You need one more condition: be sure not to pop off more items from the stack than there are digits left in your number, otherwise your solution will be incomplete!
Another example: 12345
L = 5, K = 3
put L - K = 2 digits on the stack: 12
read 3, 3 > 2, pop 2, 3 > 1, pop 1, put 3. stack: 3
read 4, 4 > 3, pop 3, put 4: 4
read 5: 5 > 4, but we can't pop 4, otherwise we won't have enough digits left. so push 5: 45.

Well, to solve any dynamic programming problem, you need to break it down into recurring subsolutions.
Say we define your problem as A(n, k), which returns the largest number possible by removing k digits from n.
We can define a simple recursive algorithm from this.
Using your example, A(12345, 3) = max { A(2345, 2), A(1345, 2), A(1245, 2), A(1234, 2) }
More generally, A(n, k) = max { A(n with 1 digit removed, k - 1) }
And you base case is A(n, 0) = n.
Using this approach, you can create a table that caches the values of n and k.
int A(int n, int k)
{
typedef std::pair<int, int> input;
static std::map<input, int> cache;
if (k == 0) return n;
input i(n, k);
if (cache.find(i) != cache.end())
return cache[i];
cache[i] = /* ... as above ... */
return cache[i];
}
Now, that's the straight forward solution, but there is a better solution that works with a very small one-dimensional cache. Consider rephrasing the question like this: "Given a string n and integer k, find the lexicographically greatest subsequence in n of length k". This is essentially what your problem is, and the solution is much more simple.
We can now define a different function B(i, j), which gives the largest lexicographical sequence of length (i - j), using only the first i digits of n (in other words, having removed j digits from the first i digits of n).
Using your example again, we would have:
B(1, 0) = 1
B(2, 0) = 12
B(3, 0) = 123
B(3, 1) = 23
B(3, 2) = 3
etc.
With a little bit of thinking, we can find the recurrence relation:
B(i, j) = max( 10B(i-1, j) + ni , B(i-1, j-1) )
or, if j = i then B(i, j) = B(i-1, j-1)
and B(0, 0) = 0
And you can code that up in a very similar way to the above.

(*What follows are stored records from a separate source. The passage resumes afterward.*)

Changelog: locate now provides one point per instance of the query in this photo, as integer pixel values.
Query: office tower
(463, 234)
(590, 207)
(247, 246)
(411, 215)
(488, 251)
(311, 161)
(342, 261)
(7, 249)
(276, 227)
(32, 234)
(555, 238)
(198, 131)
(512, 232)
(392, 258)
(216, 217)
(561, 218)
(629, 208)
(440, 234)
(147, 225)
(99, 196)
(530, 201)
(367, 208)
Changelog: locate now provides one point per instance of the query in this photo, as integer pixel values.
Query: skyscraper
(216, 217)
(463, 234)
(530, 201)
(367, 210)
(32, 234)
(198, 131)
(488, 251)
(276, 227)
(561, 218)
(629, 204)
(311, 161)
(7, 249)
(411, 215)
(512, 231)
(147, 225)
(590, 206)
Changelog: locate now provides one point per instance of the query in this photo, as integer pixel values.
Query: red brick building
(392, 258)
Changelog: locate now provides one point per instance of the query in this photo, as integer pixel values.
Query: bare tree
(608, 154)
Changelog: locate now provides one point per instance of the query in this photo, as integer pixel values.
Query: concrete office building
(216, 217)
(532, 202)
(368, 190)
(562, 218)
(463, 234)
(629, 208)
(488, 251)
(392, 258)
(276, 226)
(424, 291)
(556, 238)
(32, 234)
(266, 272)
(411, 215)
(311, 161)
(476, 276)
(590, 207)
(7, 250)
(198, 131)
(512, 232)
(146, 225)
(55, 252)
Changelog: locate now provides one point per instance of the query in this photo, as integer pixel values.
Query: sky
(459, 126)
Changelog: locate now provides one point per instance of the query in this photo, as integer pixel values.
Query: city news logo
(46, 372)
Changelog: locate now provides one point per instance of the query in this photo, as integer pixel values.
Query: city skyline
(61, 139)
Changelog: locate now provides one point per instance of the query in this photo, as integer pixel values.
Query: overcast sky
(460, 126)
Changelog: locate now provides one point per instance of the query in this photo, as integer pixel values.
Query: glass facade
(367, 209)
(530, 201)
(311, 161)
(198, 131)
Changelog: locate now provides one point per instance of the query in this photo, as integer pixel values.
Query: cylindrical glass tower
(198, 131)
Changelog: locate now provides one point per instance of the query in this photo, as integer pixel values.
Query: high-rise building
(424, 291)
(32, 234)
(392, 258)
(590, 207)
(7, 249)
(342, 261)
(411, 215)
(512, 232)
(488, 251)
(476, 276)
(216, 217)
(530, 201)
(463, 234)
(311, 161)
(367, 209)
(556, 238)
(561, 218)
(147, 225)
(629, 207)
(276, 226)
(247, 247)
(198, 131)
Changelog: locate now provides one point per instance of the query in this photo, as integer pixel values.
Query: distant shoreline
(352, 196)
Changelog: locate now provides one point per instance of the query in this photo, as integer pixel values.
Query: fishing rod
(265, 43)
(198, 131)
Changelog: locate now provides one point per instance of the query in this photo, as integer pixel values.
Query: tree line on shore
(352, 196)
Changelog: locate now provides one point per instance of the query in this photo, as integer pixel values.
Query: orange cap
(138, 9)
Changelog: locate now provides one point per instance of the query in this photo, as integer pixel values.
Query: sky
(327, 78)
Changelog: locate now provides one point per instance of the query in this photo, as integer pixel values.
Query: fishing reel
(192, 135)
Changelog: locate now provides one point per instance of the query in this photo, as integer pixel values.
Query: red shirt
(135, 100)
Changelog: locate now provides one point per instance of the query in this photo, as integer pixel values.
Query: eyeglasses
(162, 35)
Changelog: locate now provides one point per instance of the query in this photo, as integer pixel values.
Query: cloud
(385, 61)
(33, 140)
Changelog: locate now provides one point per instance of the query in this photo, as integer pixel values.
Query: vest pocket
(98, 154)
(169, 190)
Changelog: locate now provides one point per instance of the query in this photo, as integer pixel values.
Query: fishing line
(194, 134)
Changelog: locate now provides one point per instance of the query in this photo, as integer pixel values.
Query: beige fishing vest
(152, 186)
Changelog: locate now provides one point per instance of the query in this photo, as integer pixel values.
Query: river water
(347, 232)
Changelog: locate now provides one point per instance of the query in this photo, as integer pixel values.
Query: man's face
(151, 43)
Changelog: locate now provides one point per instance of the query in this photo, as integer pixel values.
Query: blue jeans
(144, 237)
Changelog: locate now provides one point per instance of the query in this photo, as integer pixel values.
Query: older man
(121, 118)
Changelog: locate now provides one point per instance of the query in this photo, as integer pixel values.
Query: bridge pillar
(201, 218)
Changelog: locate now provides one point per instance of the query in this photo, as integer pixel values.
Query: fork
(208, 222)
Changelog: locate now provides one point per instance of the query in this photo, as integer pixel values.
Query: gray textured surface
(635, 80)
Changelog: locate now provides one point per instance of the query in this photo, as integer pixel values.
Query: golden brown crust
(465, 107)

The trick to solving a dynamic programming problem is usually to figuring out what the structure of a solution looks like, and more specifically if it exhibits optimal substructure.
In this case, it seems to me that the optimal solution with N=12345 and K=3 would have an optimal solution to N=12345 and K=2 as part of the solution. If you can convince yourself that this holds, then you should be able to express a solution to the problem recursively. Then either implement this with memoisation or bottom-up.

The two most important elements of any dynamic programming solution are:
Defining the right subproblems
Defining a recurrence relation between the answer to a sub-problem and the answer to smaller sub-problems
Finding base cases, the smallest sub-problems whose answer does not depend on any other answers
Figuring out the scan order in which you must solve the sub-problems (so that you never use the recurrence relation based on uninitialized data)
You'll know that you have the right subproblems defined when
The problem you need the answer to is one of them
The base cases really are trivial
The recurrence is easy to evaluate
The scan order is straightforward
In your case, it is straightforward to specify the subproblems. Since this is probably homework, I will just give you the hint that you might wish that N had fewer digits to start off with.

Here's what i think:
Consider the first k + 1 digits from the left. Look for the biggest one, find it and remove the numbers to the left. If there exists two of the same biggest number, find the leftmost one and remove the numbers to the left of that. store the number of removed digits ( name it j ).
Do the same thing with the new number as N and k+1-j as K. Do this until k+1 -j equals to 1 (hopefully, it will, if i'm not mistaken).
The number you end up with will be the number you're looking for.